Stars: 4 out of 5
I love coming back to this world. It’s so rich and complex, and every book shows us a new facet of it. I feel like each book gives me more puzzle pieces to a giant picture that I’m assembling by reading the series.
In this book, we reconnect with Kai from Five Fathoms Deep, and she is away from her island in a city she doesn’t understand or particularly like, trying to help her estranged sister. Well, first Kai reluctantly meets with her sister and refuses to help her, but then she spends the rest of the book trying to rectify that error. I missed Kai. She is a very good character. She isn’t a Craftswoman, she doesn’t have much personal power. She is a priestess to idols made by men from scratch to store their soul stuff in. And very recently a real priestess to a new Goddess. She is out of her depth in this strange and broken city where the God Wars started, and where the first Craftsman is still frozen in time, dying but not dead, tearing the world apart.
I loved this city.

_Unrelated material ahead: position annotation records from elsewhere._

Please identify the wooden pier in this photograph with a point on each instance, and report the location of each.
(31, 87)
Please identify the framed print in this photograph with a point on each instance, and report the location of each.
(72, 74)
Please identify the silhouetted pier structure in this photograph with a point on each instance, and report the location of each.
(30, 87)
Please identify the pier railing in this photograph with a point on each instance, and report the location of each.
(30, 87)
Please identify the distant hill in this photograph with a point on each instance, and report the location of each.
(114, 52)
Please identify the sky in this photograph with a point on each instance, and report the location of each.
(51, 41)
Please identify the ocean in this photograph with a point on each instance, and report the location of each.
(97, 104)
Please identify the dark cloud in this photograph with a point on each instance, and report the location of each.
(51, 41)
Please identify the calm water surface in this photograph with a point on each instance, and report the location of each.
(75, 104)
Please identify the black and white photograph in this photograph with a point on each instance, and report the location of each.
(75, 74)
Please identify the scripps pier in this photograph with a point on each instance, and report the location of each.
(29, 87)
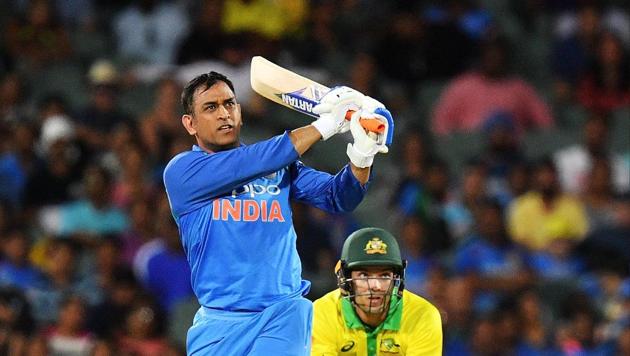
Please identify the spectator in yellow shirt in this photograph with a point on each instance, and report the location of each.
(546, 213)
(371, 314)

Both the Alikand that was lovingly preserved in the books and stories of its citizens and the broken Dead City where the war was still being fought in infinity, with both sides endlessly dying but not quite dead. And the strange order of the squid city that was so foreign to both the other cities, but was necessary to keep the wound of the Dead City from destroying the rest of the world. I am happy that Kai found a solution that preserved Alikand in the end.

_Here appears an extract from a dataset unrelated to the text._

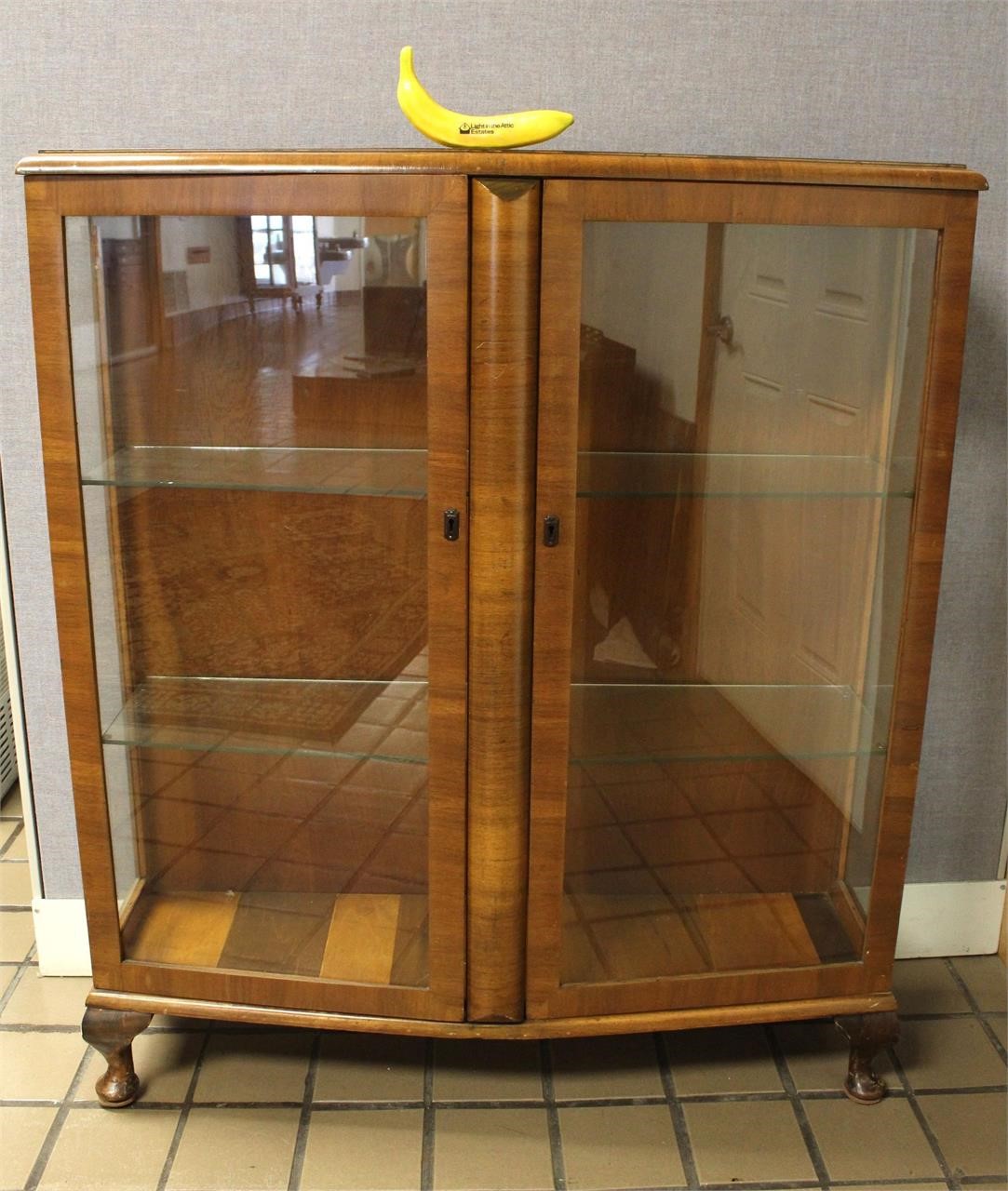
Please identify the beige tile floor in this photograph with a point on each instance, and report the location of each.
(228, 1109)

I have one issue with this book – it dragged a little bit in the beginning when the heist of the train was being organized. We spent too much time with Kai’s sister, and I didn’t particularly like her as a person. Yes, I understood her motivations by the end of the book, and I could even sympathize, but I still think she could have handled all of this better if she stepped on her pride and asked for help, instead of trying to play everyone around her. You could argue that she caused most of the problems she worked so hard to solve afterward.

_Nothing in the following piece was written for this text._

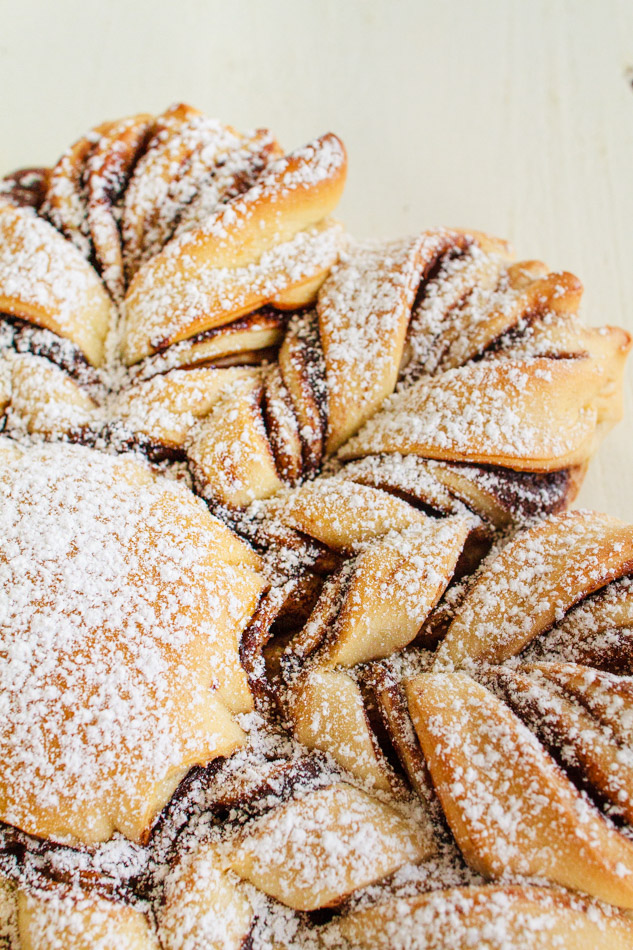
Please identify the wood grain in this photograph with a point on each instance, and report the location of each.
(514, 116)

I was happy to see Tara again since she is by far my favorite character in the series, but she doesn’t play a very big role here. She helped where she could, but was mostly relegated to the background. Which I understand. This is Kai’s book. And the Blue Lady’s, because she finally came into her full powers here. The Goddess of thieves and street children, and lost and forgotten people, the fleeing, the downtrodden. The one who ate the Wastes.
What I love the most about this series is that despite some horrible things that happen to the characters in the books, there is always a hopeful note in the end. Kai and her sister finally make peace, and the poppy fields around Alikand are blooming once more.
Onward to the next book in the series.